Translating that vow of poverty to a modern, Third Order Franciscan mindset, the Franciscan Sisters of Perpetual Adoration own property, Sr. Ramona pointed out – Marywood Franciscan Spirituality Center in Arbor Vitae is one example – but those facilities are used for serving others.

Clare’s writings, four letters addressed to St. Agnes of Prague, a princess who left royal life to enter a cloister, offered insight into her heart. In the first, she celebrates “holy poverty” and “God-centered poverty.” In the second, she writes of contemplation and consideration of God.

Telling of her own experience of being somewhat unwillingly called to go to graduate school and take on a steady stream of additional roles and responsibilities, despite that she had been deeply content beforehand, Sr. Ramona emphasized the certainty of God’s love does not us preclude us from having to face challenges, trials and suffering.
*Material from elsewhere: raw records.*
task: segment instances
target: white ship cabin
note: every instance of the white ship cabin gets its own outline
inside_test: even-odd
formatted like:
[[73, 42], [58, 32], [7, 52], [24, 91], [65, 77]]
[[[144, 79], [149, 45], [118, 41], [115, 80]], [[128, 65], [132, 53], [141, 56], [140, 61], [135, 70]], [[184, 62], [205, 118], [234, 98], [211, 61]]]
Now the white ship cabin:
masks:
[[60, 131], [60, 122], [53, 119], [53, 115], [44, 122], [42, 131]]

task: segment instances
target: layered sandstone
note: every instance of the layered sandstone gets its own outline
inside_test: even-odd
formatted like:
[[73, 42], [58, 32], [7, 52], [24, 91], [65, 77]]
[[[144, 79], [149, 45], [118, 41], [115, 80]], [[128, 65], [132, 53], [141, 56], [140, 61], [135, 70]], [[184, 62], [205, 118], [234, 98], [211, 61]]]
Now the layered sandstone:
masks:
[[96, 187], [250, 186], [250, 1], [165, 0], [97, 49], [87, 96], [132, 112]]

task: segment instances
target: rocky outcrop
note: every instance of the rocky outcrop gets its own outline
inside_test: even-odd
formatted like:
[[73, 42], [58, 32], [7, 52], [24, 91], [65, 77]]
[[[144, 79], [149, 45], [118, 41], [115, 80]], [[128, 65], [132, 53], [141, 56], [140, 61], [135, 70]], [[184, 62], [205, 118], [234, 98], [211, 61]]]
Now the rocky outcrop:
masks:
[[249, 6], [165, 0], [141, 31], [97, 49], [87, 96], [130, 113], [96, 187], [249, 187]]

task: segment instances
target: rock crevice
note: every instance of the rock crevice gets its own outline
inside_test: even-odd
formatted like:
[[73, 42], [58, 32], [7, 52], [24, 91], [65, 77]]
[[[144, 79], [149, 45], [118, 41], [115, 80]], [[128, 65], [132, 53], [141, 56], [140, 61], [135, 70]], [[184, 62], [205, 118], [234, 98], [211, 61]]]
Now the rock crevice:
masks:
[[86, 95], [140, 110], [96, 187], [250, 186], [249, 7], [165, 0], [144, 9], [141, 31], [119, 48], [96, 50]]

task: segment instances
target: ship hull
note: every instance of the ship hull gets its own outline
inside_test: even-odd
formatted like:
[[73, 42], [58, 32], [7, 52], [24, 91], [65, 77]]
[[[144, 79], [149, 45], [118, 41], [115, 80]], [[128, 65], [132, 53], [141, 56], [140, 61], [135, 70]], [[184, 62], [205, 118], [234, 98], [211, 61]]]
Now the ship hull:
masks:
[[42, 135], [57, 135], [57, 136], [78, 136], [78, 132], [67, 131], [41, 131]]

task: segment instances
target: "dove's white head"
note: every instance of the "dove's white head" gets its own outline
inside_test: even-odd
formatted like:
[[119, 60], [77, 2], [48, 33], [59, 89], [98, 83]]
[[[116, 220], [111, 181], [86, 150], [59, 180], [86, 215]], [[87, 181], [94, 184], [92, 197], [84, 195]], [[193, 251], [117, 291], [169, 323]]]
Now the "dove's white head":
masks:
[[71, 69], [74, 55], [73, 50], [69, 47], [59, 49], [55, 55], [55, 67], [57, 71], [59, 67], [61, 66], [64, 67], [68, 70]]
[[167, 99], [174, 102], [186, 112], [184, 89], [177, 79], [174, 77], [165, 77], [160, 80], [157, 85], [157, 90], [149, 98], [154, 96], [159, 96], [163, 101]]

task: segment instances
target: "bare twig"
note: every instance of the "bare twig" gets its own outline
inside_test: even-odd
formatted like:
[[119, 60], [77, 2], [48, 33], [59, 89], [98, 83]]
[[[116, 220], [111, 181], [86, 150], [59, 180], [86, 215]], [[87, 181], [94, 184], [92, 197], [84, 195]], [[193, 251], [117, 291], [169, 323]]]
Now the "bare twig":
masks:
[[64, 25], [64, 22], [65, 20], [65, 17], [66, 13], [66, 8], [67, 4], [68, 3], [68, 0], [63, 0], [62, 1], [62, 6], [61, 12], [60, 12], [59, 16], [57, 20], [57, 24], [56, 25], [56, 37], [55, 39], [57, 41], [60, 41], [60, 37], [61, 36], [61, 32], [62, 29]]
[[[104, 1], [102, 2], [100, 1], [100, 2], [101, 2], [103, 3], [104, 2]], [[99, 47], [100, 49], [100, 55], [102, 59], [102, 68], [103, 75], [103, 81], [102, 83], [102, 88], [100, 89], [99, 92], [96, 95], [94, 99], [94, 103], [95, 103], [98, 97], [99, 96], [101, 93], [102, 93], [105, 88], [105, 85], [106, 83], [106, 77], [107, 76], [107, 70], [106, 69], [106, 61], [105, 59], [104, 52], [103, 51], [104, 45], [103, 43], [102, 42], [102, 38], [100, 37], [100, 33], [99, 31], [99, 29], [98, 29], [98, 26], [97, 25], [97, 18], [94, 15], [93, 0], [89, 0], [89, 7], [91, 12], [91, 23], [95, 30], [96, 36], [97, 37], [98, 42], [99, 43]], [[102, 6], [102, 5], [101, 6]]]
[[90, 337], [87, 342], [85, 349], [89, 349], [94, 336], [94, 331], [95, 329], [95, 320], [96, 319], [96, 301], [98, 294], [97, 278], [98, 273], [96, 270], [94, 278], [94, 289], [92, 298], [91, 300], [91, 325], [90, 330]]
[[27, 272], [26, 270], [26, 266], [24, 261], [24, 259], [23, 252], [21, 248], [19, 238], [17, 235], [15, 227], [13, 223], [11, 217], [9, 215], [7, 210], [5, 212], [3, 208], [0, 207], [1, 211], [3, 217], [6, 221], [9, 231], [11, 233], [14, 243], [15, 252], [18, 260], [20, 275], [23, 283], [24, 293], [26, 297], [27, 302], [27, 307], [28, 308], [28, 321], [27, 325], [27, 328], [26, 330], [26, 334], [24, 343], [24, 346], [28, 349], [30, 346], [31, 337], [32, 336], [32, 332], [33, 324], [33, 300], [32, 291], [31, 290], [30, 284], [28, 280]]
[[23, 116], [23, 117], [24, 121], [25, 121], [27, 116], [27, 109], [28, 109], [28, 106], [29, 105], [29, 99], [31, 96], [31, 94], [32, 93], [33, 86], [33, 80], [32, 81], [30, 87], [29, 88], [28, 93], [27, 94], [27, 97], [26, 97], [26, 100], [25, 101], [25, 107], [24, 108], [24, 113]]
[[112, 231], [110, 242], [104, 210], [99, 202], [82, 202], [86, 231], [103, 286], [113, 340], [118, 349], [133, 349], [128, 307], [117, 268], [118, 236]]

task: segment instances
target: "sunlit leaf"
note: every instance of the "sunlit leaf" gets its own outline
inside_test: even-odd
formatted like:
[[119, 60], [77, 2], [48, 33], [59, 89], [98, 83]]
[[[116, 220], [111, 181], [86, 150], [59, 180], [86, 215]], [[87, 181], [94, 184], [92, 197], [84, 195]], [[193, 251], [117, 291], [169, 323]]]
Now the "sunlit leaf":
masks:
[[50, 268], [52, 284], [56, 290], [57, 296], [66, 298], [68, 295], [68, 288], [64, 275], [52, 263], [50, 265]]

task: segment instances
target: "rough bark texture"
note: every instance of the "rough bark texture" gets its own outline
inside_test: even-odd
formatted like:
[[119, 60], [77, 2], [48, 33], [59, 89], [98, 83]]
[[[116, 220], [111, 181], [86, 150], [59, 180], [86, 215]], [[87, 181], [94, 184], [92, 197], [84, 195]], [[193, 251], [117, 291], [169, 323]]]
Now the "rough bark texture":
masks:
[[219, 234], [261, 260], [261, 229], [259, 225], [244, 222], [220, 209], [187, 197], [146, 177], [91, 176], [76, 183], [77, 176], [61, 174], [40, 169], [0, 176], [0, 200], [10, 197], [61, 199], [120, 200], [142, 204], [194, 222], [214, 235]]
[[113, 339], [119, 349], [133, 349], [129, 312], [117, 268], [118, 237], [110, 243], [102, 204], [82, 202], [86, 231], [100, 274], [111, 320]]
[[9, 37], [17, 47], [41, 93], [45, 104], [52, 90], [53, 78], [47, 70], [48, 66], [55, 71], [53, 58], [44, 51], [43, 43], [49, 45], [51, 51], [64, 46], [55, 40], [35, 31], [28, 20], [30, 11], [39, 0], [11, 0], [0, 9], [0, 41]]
Mysticism in the Franciscan tradition – God’s intervention in our lives – is so ordinary that we miss it. “We often don’t see what is right in front of us,” Sr. Ramona said. She invited listeners to discuss best practices for being quiet enough for mysticism to happen in their lives.

Following a question-and-answer period and lunch, Sr. Ramona returned to talk about the pain St. Francis suffered near the end of his life – the eye disease trachoma and bearing Christ’s wounds, the stigmata – as well as his death due to tuberculosis and malnutrition.

Sr. Ramona shared the story of “The Canticle of the Creatures,” which St. Francis wrote after an encounter with God. Feeling the misery of blindness and sleeping in rodent-infested quarters, he called on God for help. God, in turn, told Francis he should be joyful, for his place in heaven was assured, and Francis was inspired to dictate his canticle to his brothers the next morning.

Sr. Ramona referenced “Laudato Si’,” Pope Francis’ 2015 encyclical that alludes to St. Francis’ canticle, and encouraged listeners to think about nature and ecology. She concluded by sending them outside to spend a half-hour in silence, experiencing with their five senses the many gifts of God.